Here Becky Kells, editor of AllAboutLaw, an advice, features and jobs platform for aspiring lawyers, explains why commercial awareness is key.
Far from being a box-ticking exercise, commercial awareness is a way of thinking: you’ll use it not just to get a vacation scheme or training contract, but throughout your law career.
Simply defined, commercial awareness means staying up-to-date on daily happenings and developments in the commercial world in which many of their clients are operating. A lot of students conflate reading the news with being commercially aware, but there are some further steps to take beyond just memorising articles. As you read, you’ll need to think about value; consider how businesses function internally; understand how businesses interact with, compete with and coexist alongside each other; and figure out how external factors affect businesses. Not every article you read will address all of these points, but whether you’re reading a three-line news update or a 1,500 word long-form analysis, these are the concepts you should be on the lookout for.
Commercial awareness is an important trait at every stage of your career, from the training contract right the way up to partner level.
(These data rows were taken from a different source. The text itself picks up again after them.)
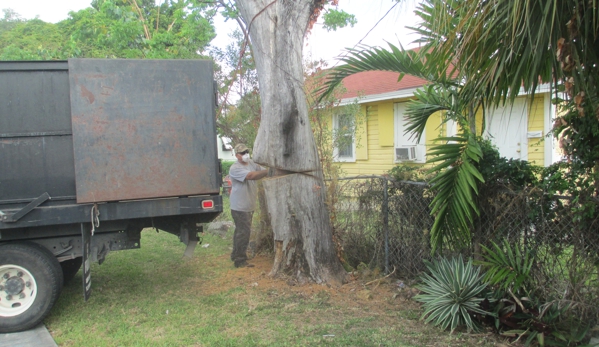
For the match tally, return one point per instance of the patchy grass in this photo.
(155, 297)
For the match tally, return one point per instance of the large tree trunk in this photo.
(296, 195)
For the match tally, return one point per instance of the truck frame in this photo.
(92, 151)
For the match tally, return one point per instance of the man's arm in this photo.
(256, 175)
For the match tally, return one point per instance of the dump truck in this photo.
(92, 151)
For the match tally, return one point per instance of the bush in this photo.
(452, 294)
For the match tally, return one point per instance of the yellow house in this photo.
(519, 131)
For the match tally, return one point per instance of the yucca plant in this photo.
(453, 292)
(507, 267)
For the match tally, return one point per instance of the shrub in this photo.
(452, 294)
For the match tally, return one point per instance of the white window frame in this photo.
(337, 157)
(402, 140)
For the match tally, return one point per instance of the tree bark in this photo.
(296, 194)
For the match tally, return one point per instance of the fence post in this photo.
(386, 222)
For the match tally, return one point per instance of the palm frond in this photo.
(395, 59)
(455, 187)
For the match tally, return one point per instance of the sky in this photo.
(379, 21)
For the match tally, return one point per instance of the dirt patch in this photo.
(384, 300)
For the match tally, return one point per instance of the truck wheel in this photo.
(30, 282)
(70, 268)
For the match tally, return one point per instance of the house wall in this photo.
(536, 122)
(375, 149)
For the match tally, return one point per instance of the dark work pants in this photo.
(241, 237)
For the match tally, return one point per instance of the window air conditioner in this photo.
(405, 153)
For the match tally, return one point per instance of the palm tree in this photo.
(480, 54)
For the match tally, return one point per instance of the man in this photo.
(243, 174)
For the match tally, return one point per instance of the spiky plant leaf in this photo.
(451, 293)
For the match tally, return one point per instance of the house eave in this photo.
(409, 92)
(398, 94)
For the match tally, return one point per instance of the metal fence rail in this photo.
(384, 223)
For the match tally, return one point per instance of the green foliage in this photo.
(335, 19)
(32, 40)
(499, 171)
(453, 293)
(113, 29)
(507, 267)
(403, 172)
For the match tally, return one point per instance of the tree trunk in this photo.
(296, 194)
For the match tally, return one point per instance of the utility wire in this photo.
(369, 31)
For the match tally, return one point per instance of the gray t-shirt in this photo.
(243, 192)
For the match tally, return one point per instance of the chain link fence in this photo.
(385, 224)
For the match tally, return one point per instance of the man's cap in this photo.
(240, 148)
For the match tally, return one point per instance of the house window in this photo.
(344, 137)
(407, 149)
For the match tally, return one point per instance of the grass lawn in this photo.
(154, 297)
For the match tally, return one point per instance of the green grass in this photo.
(154, 297)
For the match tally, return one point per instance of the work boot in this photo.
(243, 263)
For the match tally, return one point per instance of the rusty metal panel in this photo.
(143, 128)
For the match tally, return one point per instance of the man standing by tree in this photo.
(243, 175)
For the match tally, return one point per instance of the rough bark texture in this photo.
(296, 197)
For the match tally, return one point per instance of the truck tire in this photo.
(31, 280)
(70, 268)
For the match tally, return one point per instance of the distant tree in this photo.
(30, 40)
(180, 29)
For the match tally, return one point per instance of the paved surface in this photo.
(36, 337)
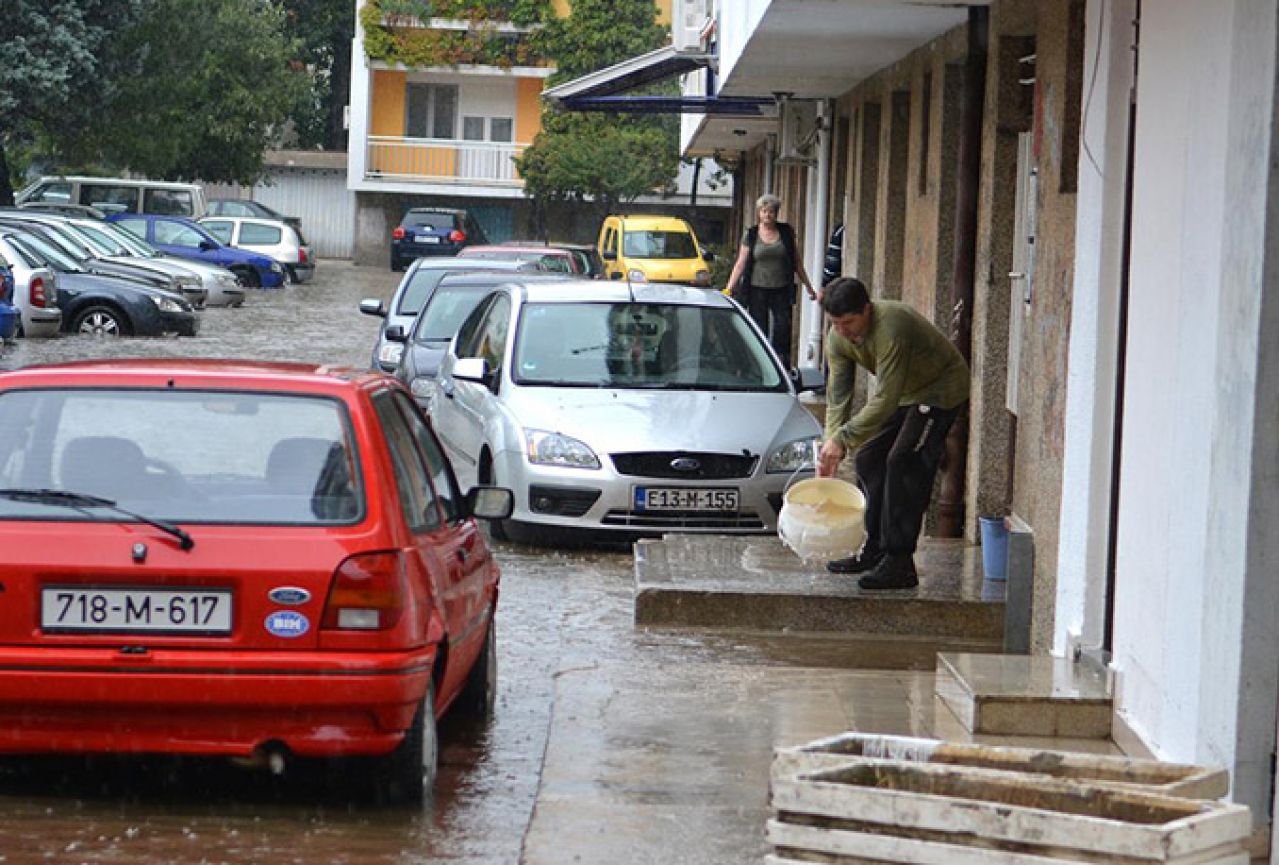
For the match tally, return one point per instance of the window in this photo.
(110, 198)
(441, 474)
(219, 228)
(412, 481)
(261, 234)
(500, 128)
(431, 111)
(177, 234)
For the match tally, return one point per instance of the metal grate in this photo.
(695, 466)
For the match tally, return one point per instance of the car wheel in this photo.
(247, 278)
(101, 321)
(480, 694)
(407, 774)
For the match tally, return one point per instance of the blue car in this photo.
(182, 237)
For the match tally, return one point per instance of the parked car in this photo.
(296, 576)
(623, 410)
(118, 195)
(652, 250)
(432, 232)
(269, 237)
(91, 256)
(220, 284)
(250, 207)
(426, 342)
(412, 292)
(109, 306)
(586, 257)
(188, 239)
(557, 261)
(35, 288)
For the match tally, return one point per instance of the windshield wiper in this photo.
(65, 498)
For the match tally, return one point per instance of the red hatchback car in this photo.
(257, 561)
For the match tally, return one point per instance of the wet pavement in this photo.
(609, 742)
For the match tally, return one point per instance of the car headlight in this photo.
(389, 353)
(793, 456)
(169, 303)
(554, 449)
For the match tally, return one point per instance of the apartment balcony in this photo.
(444, 160)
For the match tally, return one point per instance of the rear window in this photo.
(427, 219)
(216, 457)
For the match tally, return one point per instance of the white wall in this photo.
(1201, 173)
(1091, 378)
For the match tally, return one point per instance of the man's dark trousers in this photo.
(895, 468)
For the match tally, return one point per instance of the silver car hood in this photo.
(614, 420)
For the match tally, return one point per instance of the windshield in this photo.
(448, 309)
(47, 253)
(658, 245)
(239, 457)
(641, 346)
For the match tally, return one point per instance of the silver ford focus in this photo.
(623, 410)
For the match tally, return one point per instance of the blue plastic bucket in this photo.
(994, 548)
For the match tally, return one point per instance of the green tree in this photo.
(54, 74)
(595, 156)
(322, 31)
(215, 83)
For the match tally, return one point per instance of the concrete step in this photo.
(719, 581)
(1025, 695)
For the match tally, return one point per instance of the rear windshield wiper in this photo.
(65, 498)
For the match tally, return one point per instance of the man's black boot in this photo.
(894, 571)
(860, 563)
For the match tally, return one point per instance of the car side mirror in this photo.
(490, 502)
(807, 378)
(473, 369)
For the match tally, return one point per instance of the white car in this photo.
(221, 284)
(623, 411)
(269, 237)
(35, 288)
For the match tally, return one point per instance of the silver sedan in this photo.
(623, 411)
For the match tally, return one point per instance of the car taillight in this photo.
(368, 593)
(37, 293)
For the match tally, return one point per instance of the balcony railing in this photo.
(444, 160)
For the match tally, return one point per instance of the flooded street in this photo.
(594, 717)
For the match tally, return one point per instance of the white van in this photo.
(119, 195)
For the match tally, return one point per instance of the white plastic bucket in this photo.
(823, 517)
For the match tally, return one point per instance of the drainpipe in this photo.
(819, 210)
(950, 498)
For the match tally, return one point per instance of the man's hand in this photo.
(829, 457)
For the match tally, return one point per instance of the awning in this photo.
(603, 90)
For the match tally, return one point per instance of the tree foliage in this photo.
(165, 88)
(605, 158)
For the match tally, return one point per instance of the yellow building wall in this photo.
(386, 118)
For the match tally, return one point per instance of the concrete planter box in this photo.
(930, 814)
(1100, 770)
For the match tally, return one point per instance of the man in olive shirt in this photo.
(899, 434)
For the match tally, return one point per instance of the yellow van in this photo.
(652, 250)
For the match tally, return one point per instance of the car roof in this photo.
(195, 374)
(555, 288)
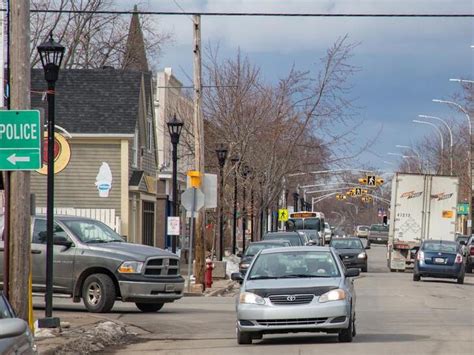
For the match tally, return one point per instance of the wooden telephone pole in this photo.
(198, 146)
(19, 207)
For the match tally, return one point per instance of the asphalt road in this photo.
(395, 316)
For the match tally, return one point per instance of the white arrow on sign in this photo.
(13, 159)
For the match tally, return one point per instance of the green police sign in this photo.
(21, 135)
(463, 209)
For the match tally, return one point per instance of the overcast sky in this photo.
(404, 62)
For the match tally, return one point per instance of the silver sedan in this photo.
(296, 289)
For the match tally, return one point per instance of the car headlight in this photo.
(130, 267)
(250, 298)
(333, 295)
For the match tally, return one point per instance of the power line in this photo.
(249, 14)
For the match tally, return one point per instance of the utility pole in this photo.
(198, 145)
(20, 220)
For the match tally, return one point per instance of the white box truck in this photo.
(422, 207)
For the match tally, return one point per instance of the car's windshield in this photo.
(440, 247)
(294, 239)
(294, 264)
(378, 228)
(346, 244)
(91, 231)
(253, 249)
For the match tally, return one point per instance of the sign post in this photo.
(21, 134)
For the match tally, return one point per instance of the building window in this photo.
(135, 150)
(149, 140)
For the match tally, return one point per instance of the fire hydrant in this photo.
(208, 273)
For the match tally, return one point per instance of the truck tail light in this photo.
(458, 259)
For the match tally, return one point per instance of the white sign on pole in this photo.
(173, 226)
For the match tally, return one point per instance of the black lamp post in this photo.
(235, 160)
(295, 201)
(221, 152)
(245, 174)
(51, 55)
(174, 128)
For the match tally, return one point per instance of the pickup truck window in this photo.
(40, 231)
(91, 231)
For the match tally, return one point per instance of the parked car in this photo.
(296, 239)
(470, 254)
(99, 267)
(351, 251)
(378, 233)
(296, 289)
(362, 231)
(255, 247)
(15, 335)
(313, 235)
(440, 259)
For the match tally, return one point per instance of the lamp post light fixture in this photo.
(51, 54)
(174, 128)
(450, 138)
(235, 161)
(469, 152)
(440, 137)
(221, 152)
(415, 152)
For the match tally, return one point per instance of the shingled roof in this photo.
(94, 100)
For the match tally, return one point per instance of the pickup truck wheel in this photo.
(98, 293)
(149, 307)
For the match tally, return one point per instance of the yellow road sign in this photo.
(282, 215)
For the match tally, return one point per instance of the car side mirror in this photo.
(352, 272)
(61, 240)
(237, 276)
(13, 327)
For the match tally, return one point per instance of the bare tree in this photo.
(92, 40)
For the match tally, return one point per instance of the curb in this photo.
(222, 290)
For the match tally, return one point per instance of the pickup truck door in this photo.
(63, 259)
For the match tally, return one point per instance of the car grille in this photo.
(286, 322)
(162, 267)
(291, 299)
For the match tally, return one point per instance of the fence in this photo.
(106, 216)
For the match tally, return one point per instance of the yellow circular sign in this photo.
(62, 154)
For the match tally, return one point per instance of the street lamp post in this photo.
(235, 160)
(51, 55)
(221, 152)
(469, 158)
(440, 136)
(245, 174)
(174, 128)
(295, 201)
(450, 139)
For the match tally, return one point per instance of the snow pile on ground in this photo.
(232, 264)
(95, 339)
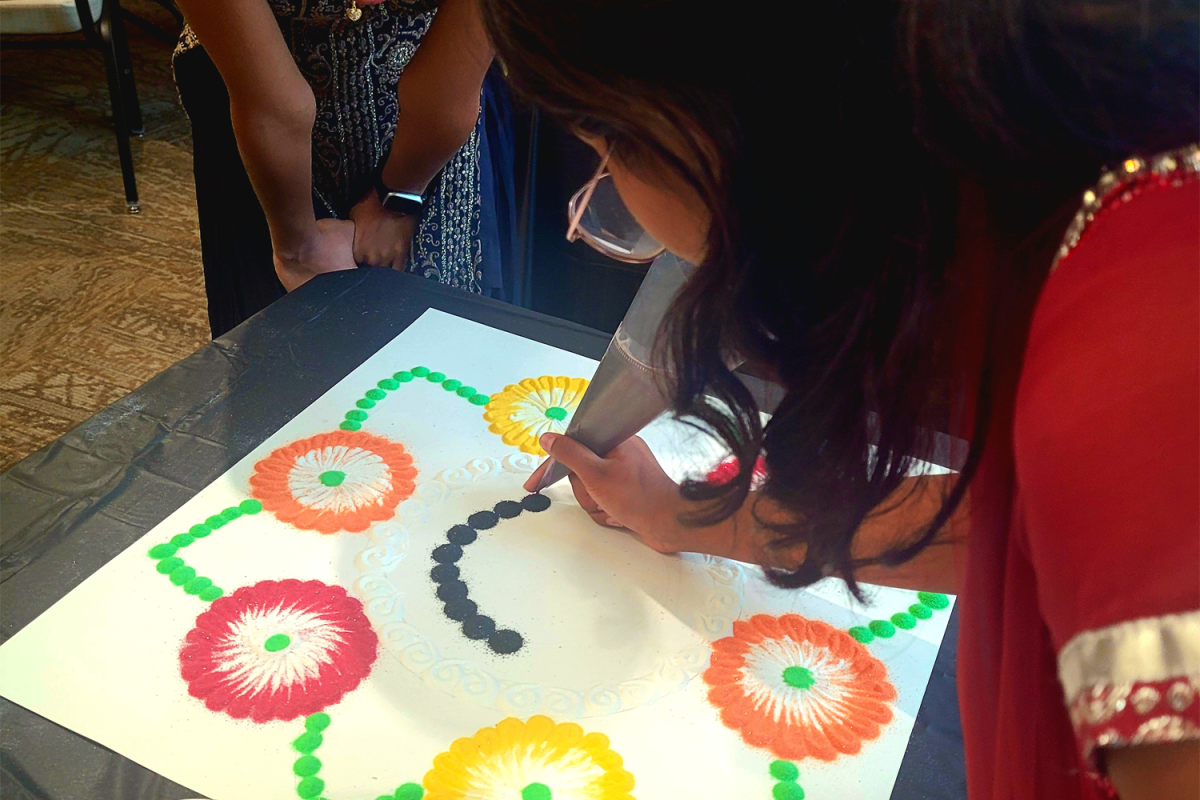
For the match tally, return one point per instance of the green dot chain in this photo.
(885, 629)
(173, 566)
(307, 765)
(358, 415)
(786, 788)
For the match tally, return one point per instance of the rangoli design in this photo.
(279, 650)
(798, 687)
(345, 480)
(535, 759)
(289, 649)
(537, 405)
(453, 590)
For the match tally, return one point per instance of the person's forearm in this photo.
(438, 95)
(276, 150)
(271, 109)
(744, 537)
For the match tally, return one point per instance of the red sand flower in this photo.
(345, 480)
(279, 650)
(798, 687)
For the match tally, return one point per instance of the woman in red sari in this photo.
(948, 215)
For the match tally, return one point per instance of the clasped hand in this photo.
(381, 238)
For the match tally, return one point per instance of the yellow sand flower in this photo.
(526, 410)
(529, 761)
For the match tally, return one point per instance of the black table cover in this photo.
(73, 505)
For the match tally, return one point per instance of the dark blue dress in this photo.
(465, 236)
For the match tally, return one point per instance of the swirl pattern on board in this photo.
(473, 680)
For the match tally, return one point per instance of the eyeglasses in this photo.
(600, 218)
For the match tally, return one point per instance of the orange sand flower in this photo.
(345, 480)
(798, 687)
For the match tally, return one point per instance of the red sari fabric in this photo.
(1079, 613)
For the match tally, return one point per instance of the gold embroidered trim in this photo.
(1171, 164)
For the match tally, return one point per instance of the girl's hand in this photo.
(627, 489)
(381, 238)
(329, 250)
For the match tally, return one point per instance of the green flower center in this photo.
(535, 792)
(798, 677)
(277, 642)
(331, 477)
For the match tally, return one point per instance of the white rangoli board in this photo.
(610, 626)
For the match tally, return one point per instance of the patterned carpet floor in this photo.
(93, 301)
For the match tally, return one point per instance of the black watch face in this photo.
(403, 203)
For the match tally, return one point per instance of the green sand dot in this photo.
(862, 633)
(307, 741)
(882, 629)
(409, 792)
(196, 585)
(276, 643)
(331, 477)
(183, 575)
(934, 600)
(310, 787)
(535, 792)
(787, 791)
(169, 565)
(784, 770)
(798, 678)
(162, 551)
(306, 765)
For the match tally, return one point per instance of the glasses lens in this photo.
(610, 226)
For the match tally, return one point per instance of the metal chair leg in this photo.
(121, 47)
(120, 122)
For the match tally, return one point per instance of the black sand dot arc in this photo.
(454, 591)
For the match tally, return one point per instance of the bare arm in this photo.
(1156, 771)
(273, 110)
(438, 97)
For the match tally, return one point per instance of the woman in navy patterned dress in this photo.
(295, 109)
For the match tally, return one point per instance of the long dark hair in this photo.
(835, 148)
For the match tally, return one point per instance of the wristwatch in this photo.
(400, 203)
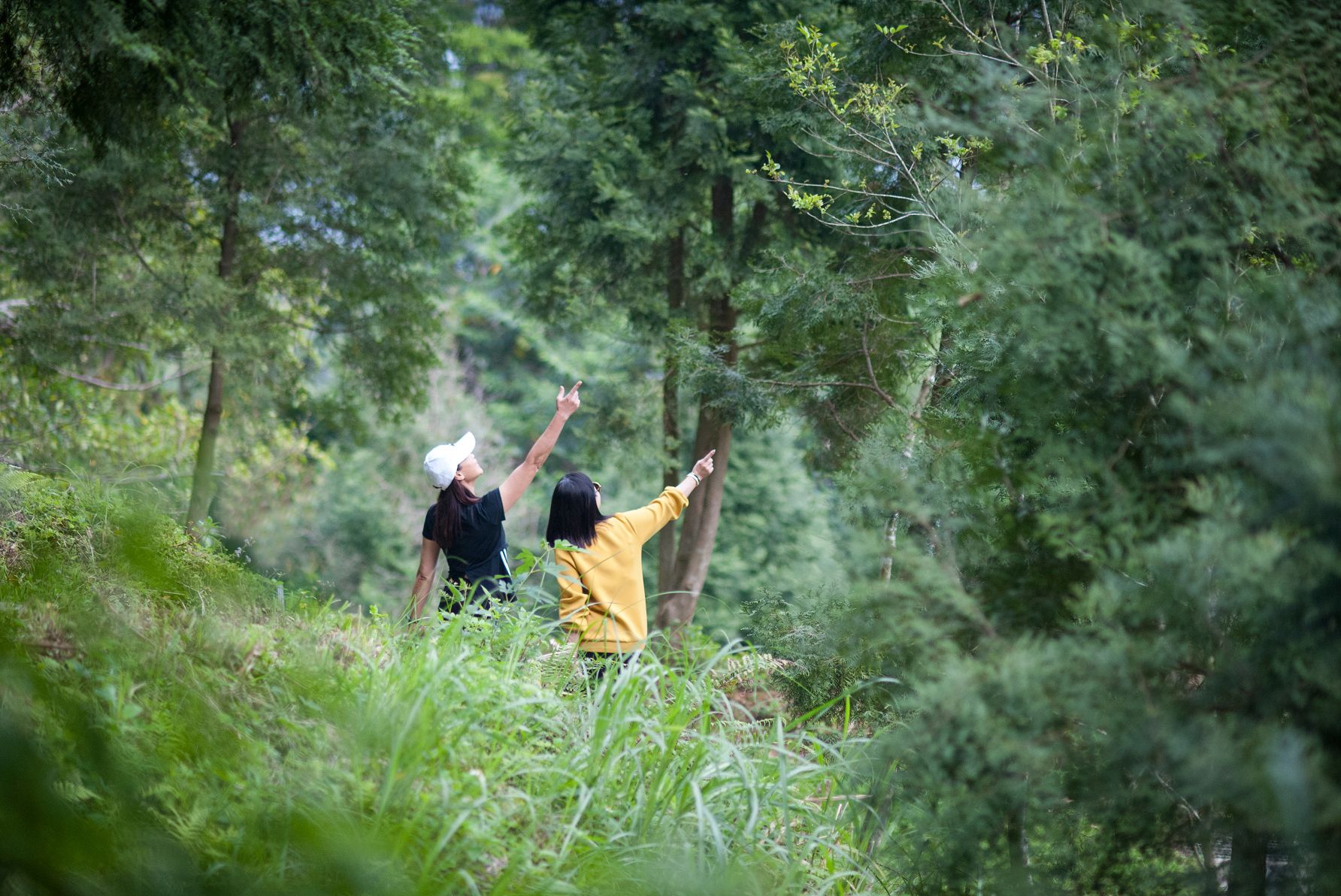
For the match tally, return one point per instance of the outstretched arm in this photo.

You’ll be qualified to give legal advice, but your client is not a legal expert. You’ll need to take your own expertise and match it up with their expertise. This means you’ll need to have a strong understanding of what your client does: how they’re looking to add value, how their business works, who their competitors are, and what external factors they’re grappling with. “Innovation isn’t necessarily the first word which springs to mind when people think of lawyers, but so many working in the legal profession regularly have to think creatively when dealing with legal or business problems for their clients”, says Matthew Kay, director of Vario from Pinsent Masons.
It’s also important to be commercially aware because a law firm is, in itself, a business. Grasping the intricacies of your future place of employment will enable you to add value, make money, and ultimately progress within the firm. “Since joining [my] firm I’ve developed a much more commercial mind—I think about client's problems in the context of their businesses and industries, rather than as an academic issue”, says Amma Boakye, an associate at Hogan Lovells. “Clients expect us to be technically excellent—but they value lawyers who can provide commercially relevant solutions and help them to remain successful.”
The multifaceted nature of the media should show you that commercial awareness can’t be gleaned from memorising a finance article word-for-word to regurgitate at interview. You’ll need to absorb the fluctuations of business and the market over a long period of time, supplementing your academic knowledge with your commercial findings. Which means you need to start now, to prove that you’ve been tracking issues over a period of time.
Sadly, commercial awareness questions aren’t always going to be as easy as “in what way are you commercially aware?”. Some commercial awareness questions will be very specific, asking you the difference between a merger and an acquisition, or to define what private equity means. Other times, you’ll be presented with a case study and invited to analyse it from a commercial perspective. Some application forms won’t even use the words “commercial awareness”, they will expect you to demonstrate it in your answer to questions like “why have you chosen to apply to this firm?”
Whatever kind of question you’re working with, it’s important to look at the context. Think about how value is generated, what external factors are at play, and any competitors involved. The better your commercial awareness, the more you’ll start to unconsciously show it, in what you choose to speak about at interview, and the examples you refer to in application forms.